What is phenol?

Phenol is an anesthetic drug given by injection (a shot). This drug is used in patients with spasticity where the muscle(s) involved are overactive. Phenol acts as a chemical neurolytic (neuh-ro-LIT-ick) agent. This means that it works as a nerve block. It temporarily destroys a portion of the nerve to prevent the overactivity.

What type of patient gets Phenol therapy?

Phenol therapy is often the appropriate treatment for individuals with spasticity that limits what they can do or that causes pain. Phenol has been used to control muscle over activity in the arms or legs, mainly in adults who have had a stroke or brain trauma (injury to the brain). Phenol has also been used in children with cerebral palsy. Phenol therapy is generally not done for women who are pregnant or breastfeeding, or for people with certain diseases of the nerves and muscles.

How does it work?

Phenol acts by destroying the nerve pathways that are involved with spasticity of that specific muscle group. These nerve pathways eventually grow back. The advantage of using phenol is that you see the effect immediately after the treatment. The effects of treatment can last from six to 36 months.

What results can I expect?

It is important to understand that phenol is an effective, ongoing treatment for the relief of symptoms only. It is not a cure. Because every patient is different, the degree of relief will vary from person to person. Patients should resume activity slowly and carefully following the administration of phenol. Physical or occupational therapy may be recommended after injection in order to get the best results.

What side effects might I experience?

The most common side effects are:

  • Pain during injection
  • Dysethesia (a burning, tingling sensation)
  • Swelling of the arm or leg where the drug was injected


Less common side effects include skin sloughing (rubbing off), motor weakness, sensory loss, and wound infection. If you notice any of these you should call your doctor.

Serious side effects are extremely rare. Symptoms would include:

  • Tremors
  • Convulsions
  • Slow breathing, fatigue, and drowsiness
  • Shortness of breath, chest pain

Any of these symptoms requires immediate care. Call an ambulance and go to the nearest hospital emergency department.

How much phenol will I get?

The amount of medicine that you will receive depends on the degree of spasticity and muscle groups that are spastic. The usual dose is 2 to 3ml per site. Most individuals receive injections in one to four sites.

How is phenol therapy done?

The doctor and treatment team help the patient and family member or caregiver to identify goals before treatment begins. Next, small electrodes are attached with tape to the skin over the muscle and nerve areas that will be injected with phenol. The electrodes are attached to an electromyography (ee-lek-tromy-OG-rif-ee) machine. This machine does a procedure called an electromyogram (EMG). The EMG is used to be sure the needle is in the right place before phenol injection.

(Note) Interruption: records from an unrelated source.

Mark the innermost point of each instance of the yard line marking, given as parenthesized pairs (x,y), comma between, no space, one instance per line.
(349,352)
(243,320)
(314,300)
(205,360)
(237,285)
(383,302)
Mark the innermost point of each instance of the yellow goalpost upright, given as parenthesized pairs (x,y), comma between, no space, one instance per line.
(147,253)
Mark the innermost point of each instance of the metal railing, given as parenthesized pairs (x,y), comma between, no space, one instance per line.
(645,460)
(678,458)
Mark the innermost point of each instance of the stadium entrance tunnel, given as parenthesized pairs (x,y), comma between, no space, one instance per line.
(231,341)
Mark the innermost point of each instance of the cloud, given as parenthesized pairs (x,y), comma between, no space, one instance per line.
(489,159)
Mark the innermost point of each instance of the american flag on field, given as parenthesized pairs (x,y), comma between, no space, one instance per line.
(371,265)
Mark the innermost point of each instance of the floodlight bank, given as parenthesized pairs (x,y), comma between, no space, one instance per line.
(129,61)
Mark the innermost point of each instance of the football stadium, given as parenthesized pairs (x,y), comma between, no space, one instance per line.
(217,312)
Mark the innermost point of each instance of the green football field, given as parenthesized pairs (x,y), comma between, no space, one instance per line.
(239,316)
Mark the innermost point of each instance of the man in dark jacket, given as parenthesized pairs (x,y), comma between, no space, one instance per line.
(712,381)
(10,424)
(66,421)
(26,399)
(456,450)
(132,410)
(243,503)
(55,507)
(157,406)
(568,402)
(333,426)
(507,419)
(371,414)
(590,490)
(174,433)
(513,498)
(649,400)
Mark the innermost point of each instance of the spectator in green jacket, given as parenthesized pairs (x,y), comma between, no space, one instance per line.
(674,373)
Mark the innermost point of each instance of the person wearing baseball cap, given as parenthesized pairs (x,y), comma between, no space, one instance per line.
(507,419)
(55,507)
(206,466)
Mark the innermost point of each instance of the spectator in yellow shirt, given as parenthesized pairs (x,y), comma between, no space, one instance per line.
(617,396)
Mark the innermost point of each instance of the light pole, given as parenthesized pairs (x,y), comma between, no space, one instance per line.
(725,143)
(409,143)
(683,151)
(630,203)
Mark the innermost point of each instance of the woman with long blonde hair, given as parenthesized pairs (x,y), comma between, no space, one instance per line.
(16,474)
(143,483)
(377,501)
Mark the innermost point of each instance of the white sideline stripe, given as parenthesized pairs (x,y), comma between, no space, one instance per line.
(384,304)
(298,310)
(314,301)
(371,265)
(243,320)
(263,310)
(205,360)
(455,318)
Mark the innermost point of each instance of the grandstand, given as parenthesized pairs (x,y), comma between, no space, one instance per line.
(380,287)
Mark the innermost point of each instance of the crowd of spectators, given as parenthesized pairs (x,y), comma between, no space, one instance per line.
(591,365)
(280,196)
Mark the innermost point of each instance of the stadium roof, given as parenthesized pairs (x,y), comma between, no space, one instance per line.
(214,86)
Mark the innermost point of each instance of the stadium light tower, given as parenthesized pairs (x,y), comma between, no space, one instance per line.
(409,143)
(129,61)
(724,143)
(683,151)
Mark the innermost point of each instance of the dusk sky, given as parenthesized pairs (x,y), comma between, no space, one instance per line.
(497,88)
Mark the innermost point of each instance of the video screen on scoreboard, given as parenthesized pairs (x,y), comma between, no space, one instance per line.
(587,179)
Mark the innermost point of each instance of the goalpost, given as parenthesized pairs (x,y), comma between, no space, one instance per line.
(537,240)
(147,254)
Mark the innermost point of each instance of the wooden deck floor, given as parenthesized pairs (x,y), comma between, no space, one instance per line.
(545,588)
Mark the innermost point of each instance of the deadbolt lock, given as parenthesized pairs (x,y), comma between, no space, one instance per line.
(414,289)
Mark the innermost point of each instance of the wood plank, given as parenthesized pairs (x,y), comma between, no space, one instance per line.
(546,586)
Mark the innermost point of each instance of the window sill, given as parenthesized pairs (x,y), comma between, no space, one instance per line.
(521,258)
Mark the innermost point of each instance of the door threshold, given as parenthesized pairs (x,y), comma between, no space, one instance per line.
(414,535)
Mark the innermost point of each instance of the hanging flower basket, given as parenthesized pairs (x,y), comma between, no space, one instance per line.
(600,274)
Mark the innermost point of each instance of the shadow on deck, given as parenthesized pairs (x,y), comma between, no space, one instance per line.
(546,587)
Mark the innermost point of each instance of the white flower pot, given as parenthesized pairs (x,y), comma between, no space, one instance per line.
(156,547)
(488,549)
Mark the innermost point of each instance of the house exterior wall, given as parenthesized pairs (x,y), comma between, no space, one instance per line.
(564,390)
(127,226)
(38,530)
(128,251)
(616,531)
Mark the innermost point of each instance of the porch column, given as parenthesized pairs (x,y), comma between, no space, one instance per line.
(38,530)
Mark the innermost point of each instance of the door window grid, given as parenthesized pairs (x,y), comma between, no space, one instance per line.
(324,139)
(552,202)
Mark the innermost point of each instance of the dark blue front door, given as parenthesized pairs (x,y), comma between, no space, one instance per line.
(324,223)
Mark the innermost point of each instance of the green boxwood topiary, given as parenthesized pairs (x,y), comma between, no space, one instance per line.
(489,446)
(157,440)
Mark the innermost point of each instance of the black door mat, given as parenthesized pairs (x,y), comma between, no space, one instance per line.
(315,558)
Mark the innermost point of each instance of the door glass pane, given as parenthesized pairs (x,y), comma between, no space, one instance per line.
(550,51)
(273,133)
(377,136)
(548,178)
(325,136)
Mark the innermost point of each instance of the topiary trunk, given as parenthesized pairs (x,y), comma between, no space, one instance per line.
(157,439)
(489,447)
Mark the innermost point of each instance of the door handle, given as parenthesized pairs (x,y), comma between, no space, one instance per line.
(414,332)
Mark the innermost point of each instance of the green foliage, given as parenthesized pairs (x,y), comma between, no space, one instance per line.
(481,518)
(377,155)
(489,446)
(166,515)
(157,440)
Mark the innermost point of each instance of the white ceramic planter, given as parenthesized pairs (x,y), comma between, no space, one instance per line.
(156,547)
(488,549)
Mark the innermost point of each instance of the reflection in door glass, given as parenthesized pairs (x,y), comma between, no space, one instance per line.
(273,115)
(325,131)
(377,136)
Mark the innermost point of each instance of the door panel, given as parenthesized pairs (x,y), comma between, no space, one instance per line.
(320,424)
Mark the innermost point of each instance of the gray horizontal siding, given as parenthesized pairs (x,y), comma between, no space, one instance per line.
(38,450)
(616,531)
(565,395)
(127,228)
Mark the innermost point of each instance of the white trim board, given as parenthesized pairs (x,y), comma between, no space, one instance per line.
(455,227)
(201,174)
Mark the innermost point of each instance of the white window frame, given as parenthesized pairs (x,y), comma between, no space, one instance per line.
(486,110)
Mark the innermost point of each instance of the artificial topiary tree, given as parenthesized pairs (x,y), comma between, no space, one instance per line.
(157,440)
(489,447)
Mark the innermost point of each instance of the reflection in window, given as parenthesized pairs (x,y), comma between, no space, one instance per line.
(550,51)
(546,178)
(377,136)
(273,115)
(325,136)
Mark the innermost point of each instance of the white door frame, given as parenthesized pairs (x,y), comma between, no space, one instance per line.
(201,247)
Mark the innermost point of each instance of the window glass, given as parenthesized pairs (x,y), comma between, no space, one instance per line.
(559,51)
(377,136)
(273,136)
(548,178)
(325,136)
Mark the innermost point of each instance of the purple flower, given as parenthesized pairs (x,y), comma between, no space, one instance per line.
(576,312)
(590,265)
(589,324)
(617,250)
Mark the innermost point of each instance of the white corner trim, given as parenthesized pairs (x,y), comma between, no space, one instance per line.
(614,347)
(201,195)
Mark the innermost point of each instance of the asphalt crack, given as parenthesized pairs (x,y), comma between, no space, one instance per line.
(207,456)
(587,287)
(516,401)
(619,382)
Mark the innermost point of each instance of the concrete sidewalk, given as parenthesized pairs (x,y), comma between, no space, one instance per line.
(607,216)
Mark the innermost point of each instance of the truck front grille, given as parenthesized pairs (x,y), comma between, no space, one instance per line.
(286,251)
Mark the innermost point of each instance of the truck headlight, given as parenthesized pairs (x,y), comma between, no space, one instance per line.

The physician uses tiny electric shock impulses to find the precise location of the nerve to be injected. These impulses may make your arm or leg move involuntarily (without your moving it on purpose). The medicine is injected around the nerve using a small needle attached to the machine. The physician may inject small amounts of phenol into several locations along the nerve or within several muscle or nerve groups to get the most benefit from the medicine.


A follow-up appointment will be made four to eight weeks after phenol therapy. At this appointment the doctor will check on the effects of the phenol therapy and will make further treatment recommendations if needed.